The event was an upscale barnyard affair with predominantly black garb, relatively fashionable attendees, and decorations of smart checkered tablecloths and "SPREAD"-stamped lemon centerpieces—all of which belied the Santa Fe Farmers Market location and the Whole Hog Café barbecue fare. Selected out of 60 submissions, eight presenters (or groups of presenters) delivered five-minute pitches for their respective projects. At the end, attendees voted for which project should receive funding. Meow Wolf, a collective of 50 people who were not allowed to vote, won with its mammoth pirate ship installation, "The Due Return."


Two other SPREAD events are scheduled for this year, in June and October (see sitesantafe.org for submission deadlines and more info). Below, we’ve quoted each of the presenters and provided brief summaries of their proposals.

Cloacas with Flying Wall Studios plans a short film starring a cast of puppets that will “tell the tale of Wide-mouth Mason, an honest everyman who ‘gets done wrong’ his whole life, but manages to make the best of things.” The film will include an original score of acoustic quintet music. “We’re seeking to resuscitate what we see as dying arts.”

Neal Ambrose-Smith, who has taught nontoxic printmaking in schools across the country, wants to institute printmaking using water-based, pure-pigment inks in an Albuquerque school. “There’s nothing more satisfying than the joy of children’s glee when pulling fresh paintings off the press.”

Sculpture artist Willie Ray Parish, in collaboration with photographer Scott McMahon, is renovating a small aluminum trailer to create a traveling camera obscura to be used at museums or at public events. “Basically, it’s a giant pinhole camera…set in a trailer built in New Mexico by a New Mexican in about 1952.”

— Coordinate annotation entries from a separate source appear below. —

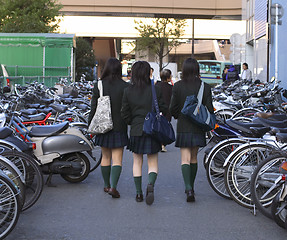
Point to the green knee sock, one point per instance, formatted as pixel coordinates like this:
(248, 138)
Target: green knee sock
(138, 183)
(106, 172)
(193, 171)
(185, 169)
(115, 175)
(152, 178)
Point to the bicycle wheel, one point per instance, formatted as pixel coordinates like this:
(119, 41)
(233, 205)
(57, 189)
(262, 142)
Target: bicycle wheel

Rebecca Holland wants to draw attention to an unnoticed exterior space by spreading crushed green candy at the site. She estimates the installation would last two to three weeks, depending on rain. “I search for an insignificant space I can alter or define somehow.”

Madi Sato hopes to post-produce Return to the River, her CD of traditional Japanese music with world musicians recorded at a Japanese Zen monastery. “We’ve brought in internationally renowned as well as local artists…to bridge American hearts with Japanese hearts.”

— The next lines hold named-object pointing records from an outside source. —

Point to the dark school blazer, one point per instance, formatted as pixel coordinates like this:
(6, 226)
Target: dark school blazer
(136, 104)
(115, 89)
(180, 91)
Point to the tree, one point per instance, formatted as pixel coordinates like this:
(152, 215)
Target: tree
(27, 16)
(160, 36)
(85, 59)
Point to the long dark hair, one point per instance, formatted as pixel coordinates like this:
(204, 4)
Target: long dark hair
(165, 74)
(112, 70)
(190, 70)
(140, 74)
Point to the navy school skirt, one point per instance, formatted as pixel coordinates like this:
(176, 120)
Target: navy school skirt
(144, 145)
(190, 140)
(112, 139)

Architect and artist Conrad Skinner plans to write, research and travel in order to create two histories of the Paolo Soleri Amphitheater, one for publication and one an annotated academic version. “Interaction with the space made a difference. I climbed right through it…never had I seen a theater invite such physical engagement by performers.”

Over the course of two years, Ben Haggard is painting 200 to 600 impressionistic portraits of Santa Feans. After the 90-minute sittings, he will not alter the 24-by-32-inch acrylic works, which he plans to exhibit in diverse venues. “I want to create a collective portrait of a community through weaving portraits of individuals together.”

Winner Meow Wolf is constructing a 70-foot-long, 25-foot-wide and 14-foot-high enterable—and livable—pirate ship. It will include a “futuristic control room,” bunks and an upstairs lounge, as well as sound, video and performance art. “It’s reality completely abstracted, destroyed, obliterated and put back together again.” —Nicholas Chiarella, one of three Meow Wolf speakers.